In the opening credits the morning routine of the protagonist becomes a bone-chilling ritual that is almost too gruesome to watch. Both real blood and fake (the ketchup on the eggs) punctuate highly suggestive images in which Dexter seems to slash, rend, crush, strangle and suffocate himself through a series of otherwise banal morning activities.
Original version When I went to the Digital Kitchen site to make the screenshots for this post, I noticed to my surprise that the typography had been changed. Originally the credits were set in rather big red DIN 1451 Engschrift – nope, not Albert-Jan Pool’s multi-weight FF DIN reworking but the original, slightly clunky digitization. Yet now it was replaced by a slim and elegant white condensed Basic Commercial caps for the names, with Andale Mono credit lines. Two things: no I’m not linking to that other digitization of Basic Commercial as I’d like Sinterklaas to not skip our house this year, and yes Andale Mono is the previously free system font that Arsender Corp is actually trying to sell you these days. Major bad karma, twice.
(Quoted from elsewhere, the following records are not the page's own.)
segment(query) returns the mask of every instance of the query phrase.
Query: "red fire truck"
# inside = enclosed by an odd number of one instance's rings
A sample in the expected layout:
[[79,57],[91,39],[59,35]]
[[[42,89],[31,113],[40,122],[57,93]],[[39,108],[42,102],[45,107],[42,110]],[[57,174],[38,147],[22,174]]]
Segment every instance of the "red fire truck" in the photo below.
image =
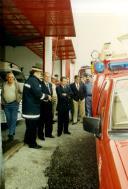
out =
[[94,117],[83,119],[84,130],[96,136],[99,189],[127,189],[128,59],[96,65]]

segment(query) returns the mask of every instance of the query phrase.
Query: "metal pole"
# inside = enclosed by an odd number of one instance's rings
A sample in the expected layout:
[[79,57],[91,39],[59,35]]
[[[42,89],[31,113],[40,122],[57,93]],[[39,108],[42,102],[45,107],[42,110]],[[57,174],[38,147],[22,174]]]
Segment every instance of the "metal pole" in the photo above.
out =
[[[2,16],[2,22],[3,22],[3,0],[0,0],[0,4],[1,4],[0,15]],[[2,38],[3,38],[4,37],[4,30],[2,31],[2,35],[3,35],[2,36]],[[4,40],[4,38],[2,40]],[[1,44],[0,51],[2,52],[1,58],[4,59],[5,58],[5,47],[3,47],[3,43]],[[0,103],[1,103],[1,91],[0,91]],[[1,104],[0,104],[0,111],[1,111]],[[3,150],[2,150],[2,135],[1,135],[1,117],[0,117],[0,189],[5,189]]]
[[[1,91],[0,91],[0,102],[1,102]],[[0,106],[0,111],[1,111],[1,106]],[[1,135],[1,117],[0,117],[0,189],[5,189],[4,161],[3,161],[2,135]]]
[[4,162],[3,162],[2,137],[1,137],[1,124],[0,124],[0,189],[5,189]]

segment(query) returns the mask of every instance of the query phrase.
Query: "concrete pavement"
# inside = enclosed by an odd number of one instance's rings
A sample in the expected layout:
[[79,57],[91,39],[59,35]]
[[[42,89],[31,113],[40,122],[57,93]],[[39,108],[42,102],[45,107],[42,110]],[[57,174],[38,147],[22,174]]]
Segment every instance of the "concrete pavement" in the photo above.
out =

I can understand the switch. The original typography was too overbearing and interfered with the great image sequence. Also I noticed that – instead of simply making the new typography white – they dramatically reduced the range of the image levels within the character shapes. You can try out this effect for yourself: open an image in Adobe Photoshop, go to Image > Adjustments > Levels... and slide the right hand slide of the Input Levels from 255 to the left. As a result the shades are still visible in bright yellow to red, so the movement of the underlying image can be seen in the white character shapes which is a very nice effect. An improvement indeed.
The opening credits appear to have gained an element of notoriety as a very funny parody surfaced. In Dessler an observant Jew goes about his morning routine. Bangitout created the spoof credits in honor of the High Holy Days, but you don’t have to speak Yiddish to see the humor. The clip is amazingly accurate and perfectly mirrors the timing of the original.